Detractors often dismiss dembow for being repetitive, but that critique fails to recognize the creativity embedded in iteration. Repetition is part of why El Alfa can turn anything into a hook, and make listeners cackle in the process; quotable, recurring punch lines are an essential part of his brand. “La Mamá de la Mamá” is a song rooted in double entendre about oral sex, a gag that fully reveals itself once the chorus hits. When El Alfa performed it on Friday, the lyrics flashed onscreen in neon colors: “Dale cuchupla-pla-pla, cuchupla-pla-pla.” To an unsuspecting ear, this sounds like gibberish. I paused briefly and giggled to myself, wondering how I would translate the cleverness of this addictive, onomatopoeic hook into English. I realized it was futile, and that was precisely where the ingenuity bloomed.
While the concert was a display of El Alfa’s agility and showmanship, it will go down as a celebration of a movement.

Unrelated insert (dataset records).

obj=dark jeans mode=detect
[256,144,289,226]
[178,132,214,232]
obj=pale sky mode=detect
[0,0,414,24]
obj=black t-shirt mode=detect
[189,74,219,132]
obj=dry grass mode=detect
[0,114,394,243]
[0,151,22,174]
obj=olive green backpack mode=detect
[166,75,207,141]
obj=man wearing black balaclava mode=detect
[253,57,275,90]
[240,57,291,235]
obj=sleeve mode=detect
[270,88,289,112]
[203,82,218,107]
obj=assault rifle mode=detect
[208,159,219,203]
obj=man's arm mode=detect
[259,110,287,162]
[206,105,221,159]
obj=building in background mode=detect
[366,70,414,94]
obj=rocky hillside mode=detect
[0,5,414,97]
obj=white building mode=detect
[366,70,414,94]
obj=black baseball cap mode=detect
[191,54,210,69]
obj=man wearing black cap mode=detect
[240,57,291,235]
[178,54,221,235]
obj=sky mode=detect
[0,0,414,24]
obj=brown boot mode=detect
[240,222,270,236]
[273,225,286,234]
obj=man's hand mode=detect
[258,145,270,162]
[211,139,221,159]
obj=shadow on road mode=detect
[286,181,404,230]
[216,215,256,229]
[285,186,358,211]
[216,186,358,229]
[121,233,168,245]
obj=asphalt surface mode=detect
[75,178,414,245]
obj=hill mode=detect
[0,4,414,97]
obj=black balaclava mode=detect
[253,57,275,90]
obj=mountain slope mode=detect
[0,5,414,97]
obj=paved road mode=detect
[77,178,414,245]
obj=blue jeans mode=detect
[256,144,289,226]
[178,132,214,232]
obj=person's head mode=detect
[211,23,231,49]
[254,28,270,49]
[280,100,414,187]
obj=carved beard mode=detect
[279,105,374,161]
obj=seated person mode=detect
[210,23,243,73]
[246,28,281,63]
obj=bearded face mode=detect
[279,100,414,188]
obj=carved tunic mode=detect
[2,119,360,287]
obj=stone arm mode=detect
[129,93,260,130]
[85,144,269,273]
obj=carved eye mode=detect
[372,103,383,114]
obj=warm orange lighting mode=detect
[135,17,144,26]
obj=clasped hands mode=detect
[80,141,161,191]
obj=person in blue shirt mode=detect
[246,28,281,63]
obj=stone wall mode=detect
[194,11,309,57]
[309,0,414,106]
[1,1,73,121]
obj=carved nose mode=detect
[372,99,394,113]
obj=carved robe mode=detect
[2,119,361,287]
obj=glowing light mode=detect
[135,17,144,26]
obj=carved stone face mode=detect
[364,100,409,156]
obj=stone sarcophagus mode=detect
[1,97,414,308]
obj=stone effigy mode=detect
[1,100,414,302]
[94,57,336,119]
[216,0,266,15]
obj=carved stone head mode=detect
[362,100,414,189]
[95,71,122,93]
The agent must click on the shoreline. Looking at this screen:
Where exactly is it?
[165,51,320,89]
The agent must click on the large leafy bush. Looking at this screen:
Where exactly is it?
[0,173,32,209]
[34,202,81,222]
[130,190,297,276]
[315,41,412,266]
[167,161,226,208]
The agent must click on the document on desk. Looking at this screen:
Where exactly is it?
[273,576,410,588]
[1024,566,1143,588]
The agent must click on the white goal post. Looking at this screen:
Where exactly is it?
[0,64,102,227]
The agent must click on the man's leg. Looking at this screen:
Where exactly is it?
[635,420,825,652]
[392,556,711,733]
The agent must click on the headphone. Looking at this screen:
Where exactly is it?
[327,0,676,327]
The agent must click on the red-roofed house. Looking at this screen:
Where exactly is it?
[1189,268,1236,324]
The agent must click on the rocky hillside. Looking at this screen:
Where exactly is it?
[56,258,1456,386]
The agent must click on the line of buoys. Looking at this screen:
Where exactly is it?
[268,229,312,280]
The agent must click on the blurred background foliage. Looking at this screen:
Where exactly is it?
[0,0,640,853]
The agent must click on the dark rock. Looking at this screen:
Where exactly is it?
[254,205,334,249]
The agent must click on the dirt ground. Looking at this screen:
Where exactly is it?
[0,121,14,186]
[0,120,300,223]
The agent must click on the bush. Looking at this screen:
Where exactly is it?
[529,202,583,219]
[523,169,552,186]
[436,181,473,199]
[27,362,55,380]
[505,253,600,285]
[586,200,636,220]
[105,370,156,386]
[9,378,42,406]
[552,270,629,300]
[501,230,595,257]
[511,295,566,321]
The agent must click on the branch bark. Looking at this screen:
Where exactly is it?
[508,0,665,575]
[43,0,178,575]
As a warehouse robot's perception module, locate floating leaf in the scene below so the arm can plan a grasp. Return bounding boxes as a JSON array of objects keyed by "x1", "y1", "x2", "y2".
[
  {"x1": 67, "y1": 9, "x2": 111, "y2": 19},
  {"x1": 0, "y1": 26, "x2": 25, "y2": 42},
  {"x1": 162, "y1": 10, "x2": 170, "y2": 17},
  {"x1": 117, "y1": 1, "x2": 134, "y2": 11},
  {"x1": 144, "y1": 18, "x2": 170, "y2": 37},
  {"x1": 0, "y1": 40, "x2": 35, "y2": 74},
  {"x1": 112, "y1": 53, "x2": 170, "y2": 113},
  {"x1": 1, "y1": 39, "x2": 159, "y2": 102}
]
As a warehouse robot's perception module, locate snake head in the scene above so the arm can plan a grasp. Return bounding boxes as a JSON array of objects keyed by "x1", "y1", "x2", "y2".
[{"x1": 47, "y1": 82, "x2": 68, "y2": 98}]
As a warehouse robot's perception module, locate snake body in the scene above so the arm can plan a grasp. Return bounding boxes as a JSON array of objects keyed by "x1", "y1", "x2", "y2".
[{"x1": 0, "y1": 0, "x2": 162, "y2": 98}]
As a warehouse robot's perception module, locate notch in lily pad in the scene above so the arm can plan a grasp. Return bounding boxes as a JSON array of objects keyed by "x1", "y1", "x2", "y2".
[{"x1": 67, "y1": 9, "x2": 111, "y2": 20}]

A few minutes into the show, he set the tone for the evening, declaring, “This isn’t my success; it’s my country’s success.” He pointedly shared the spotlight, bringing out a parade of other Dominican artists (the pink-haired Kiko el Crazy, the playboy vocalist Mark B, the tough talking dembowsero Shelow Shaq) and a crew of non-Dominican collaborators who’ve helped him along the way (the Colombian pop star J Balvin, the New York radio personality Alex Sensation, the Puerto Rican reggaeton artist Farruko). Notably, none of the women who have helped push dembow forward were present. But the gesture still felt like a gleeful jab to those who said dembow would never travel beyond the borders of its birthplace.